15 April 1944 at 0930 the entire personnel of the 397th Bombardment Group departed from AAF Station 154 and transferred to AAF Station 168 Rivenhall, Essex. Twenty-seven officers and 65 Enlisted Men of Headquarters Detachment left AAF Station 154 at 0930, 15 April 1944 and arrived at AAF Station 168, 15 April 1944 at 1025.

19 April 1944, the Group participated in a diversionary mission as the 98th Combat Wing carried out an attack on a target in Belgium. Colonel Coiner led the first box with Major Snyder as Bombardier and Captain Udick as Navigator.

Eighteen B-26 Marauders emptied a load of bombs on a German Noball installation near LePlouy Ferme, France, on the 20th day of April, 1944. The attack on LePlouy Ferme was a double celebration for the men of the 397th Bomb Group. It was their coming out party marking their debut into combat and it was a birthday party, celebrating the completion of one year since the activation of the Group at MacDill Field, Florida. LePlouy Ferme summed up the work of over 1300 men for a year.
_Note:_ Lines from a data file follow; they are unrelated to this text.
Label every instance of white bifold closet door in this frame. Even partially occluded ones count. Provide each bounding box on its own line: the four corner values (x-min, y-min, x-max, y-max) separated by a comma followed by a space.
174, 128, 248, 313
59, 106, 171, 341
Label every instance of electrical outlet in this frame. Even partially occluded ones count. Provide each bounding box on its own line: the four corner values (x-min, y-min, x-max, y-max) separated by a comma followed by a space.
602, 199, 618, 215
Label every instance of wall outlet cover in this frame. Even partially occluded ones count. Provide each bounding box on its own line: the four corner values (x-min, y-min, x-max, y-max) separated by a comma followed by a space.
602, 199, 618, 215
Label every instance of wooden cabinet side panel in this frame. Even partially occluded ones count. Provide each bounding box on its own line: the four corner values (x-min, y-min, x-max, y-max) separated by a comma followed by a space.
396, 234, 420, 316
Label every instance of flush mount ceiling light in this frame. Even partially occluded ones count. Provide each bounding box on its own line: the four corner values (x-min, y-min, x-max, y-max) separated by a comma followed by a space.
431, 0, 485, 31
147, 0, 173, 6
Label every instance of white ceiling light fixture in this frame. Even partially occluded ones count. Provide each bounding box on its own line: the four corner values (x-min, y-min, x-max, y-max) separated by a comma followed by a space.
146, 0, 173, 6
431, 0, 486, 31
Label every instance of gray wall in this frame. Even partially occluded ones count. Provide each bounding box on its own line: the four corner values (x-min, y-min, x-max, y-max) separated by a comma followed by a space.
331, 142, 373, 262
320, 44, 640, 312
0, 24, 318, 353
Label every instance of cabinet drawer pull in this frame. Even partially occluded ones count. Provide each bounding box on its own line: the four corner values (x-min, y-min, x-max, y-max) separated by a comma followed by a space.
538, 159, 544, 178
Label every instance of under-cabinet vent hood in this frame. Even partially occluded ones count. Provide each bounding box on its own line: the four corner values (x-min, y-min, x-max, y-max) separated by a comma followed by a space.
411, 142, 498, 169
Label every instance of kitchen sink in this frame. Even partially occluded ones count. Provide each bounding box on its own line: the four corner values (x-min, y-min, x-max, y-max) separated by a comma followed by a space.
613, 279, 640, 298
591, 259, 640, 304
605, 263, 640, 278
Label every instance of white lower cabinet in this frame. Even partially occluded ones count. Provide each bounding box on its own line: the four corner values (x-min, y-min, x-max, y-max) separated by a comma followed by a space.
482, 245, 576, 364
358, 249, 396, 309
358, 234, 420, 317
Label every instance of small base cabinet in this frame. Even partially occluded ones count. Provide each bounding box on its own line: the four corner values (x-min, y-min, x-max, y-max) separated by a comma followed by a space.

It was graduation exercises for a year of schooling and training in the technique of survival and attack in the world of aerial warfare and it was the Group’s matriculation day in the college of actual warfare from which all military units learn their most valuable lessons. Colonel Coiner led he box of eighteen with Major Snyder as bombardier and Captain Udick as Navigator.

21 April 1944, 37 B-26’s dropped bombs on the gun positions at BERCK SUR MER. The first box was led by Colonel Coiner and the second box was led by Major Dempster. Major Dempster is the Group Operations Officer. Lead bombardier was Major Snyder and Captain Udick was the lead Navigator. The results of this mission were good and the gun positions were suspended category “A”.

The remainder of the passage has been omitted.